Tuesday, September 13, 2022

Mortis

 “Advance!”

The Royal Army of Vinos lurched unsteadily into motion with a great groan of metal and the stamp of boot leather on hard baked earth. Noble knights, peasant pikemen and mercenary men-at-arms marched across the dry fields, preparing to enter battle while ignoring the hooded pariahs in their midst. The low, unearthly chant driving many of the prince’s soldiers to hastily make the sign of the Almighty Sun across their chests for fear of being tainted. Whole battalions kept their distance from the dark figures as the opposing battle lines closed. For none wished to fight alongside the Falhorne. Only the infamous “Corpse Company” of the Royal Gendarmerie stayed close to the hooded warriors and they were dead men anyway. Dead men overseeing heretics on the wrong side of a holy war.

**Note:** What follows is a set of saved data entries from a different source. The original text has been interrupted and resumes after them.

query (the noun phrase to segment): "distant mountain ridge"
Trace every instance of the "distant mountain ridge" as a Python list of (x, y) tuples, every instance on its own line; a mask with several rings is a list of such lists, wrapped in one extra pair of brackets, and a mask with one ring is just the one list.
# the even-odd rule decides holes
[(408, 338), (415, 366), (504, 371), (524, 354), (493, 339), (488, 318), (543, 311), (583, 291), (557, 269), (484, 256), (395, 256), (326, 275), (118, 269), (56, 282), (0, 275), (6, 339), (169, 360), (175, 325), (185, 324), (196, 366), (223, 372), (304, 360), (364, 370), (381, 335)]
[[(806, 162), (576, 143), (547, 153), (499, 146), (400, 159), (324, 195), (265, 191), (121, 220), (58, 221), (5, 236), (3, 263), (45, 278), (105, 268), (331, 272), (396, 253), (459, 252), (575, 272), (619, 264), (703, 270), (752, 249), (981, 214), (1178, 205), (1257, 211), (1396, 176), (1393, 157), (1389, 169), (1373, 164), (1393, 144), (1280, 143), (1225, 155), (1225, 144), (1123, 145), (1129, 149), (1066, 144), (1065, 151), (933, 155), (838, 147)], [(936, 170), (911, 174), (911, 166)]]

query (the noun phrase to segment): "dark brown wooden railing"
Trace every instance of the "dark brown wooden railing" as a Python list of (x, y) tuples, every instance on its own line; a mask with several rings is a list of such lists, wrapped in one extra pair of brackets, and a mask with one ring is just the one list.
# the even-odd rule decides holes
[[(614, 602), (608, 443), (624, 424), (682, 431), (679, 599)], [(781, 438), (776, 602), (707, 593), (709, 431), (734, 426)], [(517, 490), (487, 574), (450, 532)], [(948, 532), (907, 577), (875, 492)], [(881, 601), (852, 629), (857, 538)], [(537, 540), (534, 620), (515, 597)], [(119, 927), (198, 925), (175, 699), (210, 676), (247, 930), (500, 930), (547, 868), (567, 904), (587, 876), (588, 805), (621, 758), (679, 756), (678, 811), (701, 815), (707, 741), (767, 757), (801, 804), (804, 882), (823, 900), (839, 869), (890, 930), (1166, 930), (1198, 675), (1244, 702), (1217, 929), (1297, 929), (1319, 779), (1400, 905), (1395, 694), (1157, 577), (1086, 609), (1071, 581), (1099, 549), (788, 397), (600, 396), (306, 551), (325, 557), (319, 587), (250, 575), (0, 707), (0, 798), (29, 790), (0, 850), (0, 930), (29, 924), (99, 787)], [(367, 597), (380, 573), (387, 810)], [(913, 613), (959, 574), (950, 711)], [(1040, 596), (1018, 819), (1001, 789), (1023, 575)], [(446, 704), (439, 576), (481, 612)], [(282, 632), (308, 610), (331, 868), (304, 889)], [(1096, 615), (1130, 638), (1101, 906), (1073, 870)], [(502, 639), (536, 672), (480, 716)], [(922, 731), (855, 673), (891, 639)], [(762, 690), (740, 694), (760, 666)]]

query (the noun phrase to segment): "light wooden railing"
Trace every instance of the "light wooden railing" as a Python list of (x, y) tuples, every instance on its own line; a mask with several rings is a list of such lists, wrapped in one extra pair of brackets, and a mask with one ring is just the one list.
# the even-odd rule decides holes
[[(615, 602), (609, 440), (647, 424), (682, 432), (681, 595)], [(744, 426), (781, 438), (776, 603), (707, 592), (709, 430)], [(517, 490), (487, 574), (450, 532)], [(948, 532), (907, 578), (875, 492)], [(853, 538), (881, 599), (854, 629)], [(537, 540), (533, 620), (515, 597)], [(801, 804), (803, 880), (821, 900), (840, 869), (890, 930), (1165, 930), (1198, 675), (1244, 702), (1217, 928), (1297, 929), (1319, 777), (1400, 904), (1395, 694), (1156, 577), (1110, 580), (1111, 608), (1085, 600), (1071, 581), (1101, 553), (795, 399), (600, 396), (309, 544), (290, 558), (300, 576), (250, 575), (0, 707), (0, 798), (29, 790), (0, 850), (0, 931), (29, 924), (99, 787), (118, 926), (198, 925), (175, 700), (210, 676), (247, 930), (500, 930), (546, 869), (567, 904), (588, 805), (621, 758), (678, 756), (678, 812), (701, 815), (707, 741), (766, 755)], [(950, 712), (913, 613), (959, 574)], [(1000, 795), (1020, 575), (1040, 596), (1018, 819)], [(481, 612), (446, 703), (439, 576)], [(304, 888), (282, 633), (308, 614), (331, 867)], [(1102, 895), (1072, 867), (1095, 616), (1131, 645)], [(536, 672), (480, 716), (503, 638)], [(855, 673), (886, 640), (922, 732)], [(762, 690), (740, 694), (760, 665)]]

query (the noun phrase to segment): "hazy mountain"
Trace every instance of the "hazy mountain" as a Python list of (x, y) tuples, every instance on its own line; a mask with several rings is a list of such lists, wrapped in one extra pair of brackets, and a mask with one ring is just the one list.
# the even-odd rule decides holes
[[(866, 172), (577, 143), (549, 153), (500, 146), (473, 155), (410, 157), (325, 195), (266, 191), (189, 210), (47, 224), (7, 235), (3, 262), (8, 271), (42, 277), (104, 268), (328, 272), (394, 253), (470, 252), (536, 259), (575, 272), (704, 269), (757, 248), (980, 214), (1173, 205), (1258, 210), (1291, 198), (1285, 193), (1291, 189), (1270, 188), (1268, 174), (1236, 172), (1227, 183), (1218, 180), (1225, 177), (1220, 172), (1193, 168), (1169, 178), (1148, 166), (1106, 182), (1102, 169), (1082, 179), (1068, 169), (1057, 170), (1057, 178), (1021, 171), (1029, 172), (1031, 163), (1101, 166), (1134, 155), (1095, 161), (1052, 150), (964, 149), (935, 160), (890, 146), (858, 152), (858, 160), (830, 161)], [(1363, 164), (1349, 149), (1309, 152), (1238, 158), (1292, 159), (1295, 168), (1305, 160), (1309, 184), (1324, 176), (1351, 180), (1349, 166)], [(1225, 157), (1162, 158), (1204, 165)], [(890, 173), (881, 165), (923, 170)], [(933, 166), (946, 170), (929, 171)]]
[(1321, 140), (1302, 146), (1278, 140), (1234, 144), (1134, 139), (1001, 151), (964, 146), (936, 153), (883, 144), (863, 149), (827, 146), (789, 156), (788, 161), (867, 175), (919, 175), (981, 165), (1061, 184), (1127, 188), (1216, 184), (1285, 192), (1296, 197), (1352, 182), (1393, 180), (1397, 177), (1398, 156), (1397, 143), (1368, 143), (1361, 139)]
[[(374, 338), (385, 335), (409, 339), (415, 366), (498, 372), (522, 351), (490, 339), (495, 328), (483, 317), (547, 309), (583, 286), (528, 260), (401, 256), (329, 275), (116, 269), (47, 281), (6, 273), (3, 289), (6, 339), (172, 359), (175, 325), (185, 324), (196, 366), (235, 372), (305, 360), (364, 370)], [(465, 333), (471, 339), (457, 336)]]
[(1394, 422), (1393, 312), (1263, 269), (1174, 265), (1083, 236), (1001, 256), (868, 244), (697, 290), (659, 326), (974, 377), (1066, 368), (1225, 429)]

One heretic stood out from the others. His grizzled face cloaked in shadow above black plate armor. His eyes of blank white chalk staring into the opposing mass of Templars, feudal levies and warrior priests, steadily approaching across the barren stretch of farmland. Vitus Bastarnae, praetor of the Falhorne of Vinos, was again defying the Church, along with the bounty that the Inquisition had placed on his head. Unlike the thousands of reluctant soldiers in the prince’s ranks that day, he had no fear for his immortal soul. Fear meant nothing to the dead.

The morning sun had finally pierced the towering grey clouds, yet the praetor saw nothing but darkness as he spoke the final words of the chant and tightened the grip on his halberd. Ashen figures stalked forward in the shadow of a black mountain. He heard nothing but the moaning of a spectral legion. All was empty as the hand of death descended and the corpse-state claimed him, its voiceless call washing over the ranks of the initiated as the veil grew thin.

Mortis.

Vitus felt the Black King’s summons. Felt it resonate in the minds of his apprentices. Tagus on his left and Piso on his right. He began to move. Nineteen others following in his wake, wicked polearms glinting with a deathly glow. Drawn forward by that which could not be foresworn. 

Now he was running. They were all running. Black robes fluttering like carrion birds in flight. Completely subsumed in Mortis, Vitus was barely conscious of the half-seen shadows moving at his side or the crack of incoming arquebus shots left and right. He was a fleet-footed corpse alongside other fleet-footed corpses, dim shadow-wreathed eyes focused solely on what lay ahead. Everything paled into insignificance: the low-hanging black clouds, the gunfire, the screams of the dying, the war cries, and the clash of steel. The world was closing in, everything blurring, merging, melding into a single image of a descending blade – he was in Barbarus. 

Flashing, spasming images of formless clashing colors raced through an endless grey void. Ahead were white pulsating things, shrieking and writhing toward him as through murky water choked with dust. In this place between worlds, the only thing with a hard-edge, the only thing to have any solid definition at all, was the blade of his great halberd, that blazed with a sickly yellow flame yet gave off no heat. He could not see his hands, they had been swallowed into nothingness, but his weapon leapt forward at the white things like it possessed a will of its own. 

One of the writhing forms noiselessly exploded under the impact, shooting rays of bright light in all directions that burned and dissipated into the void. The halberd that was no longer his own crashed into a second white form and impaled a third, directed by forces beyond life and death. He had become a weapon of the gods.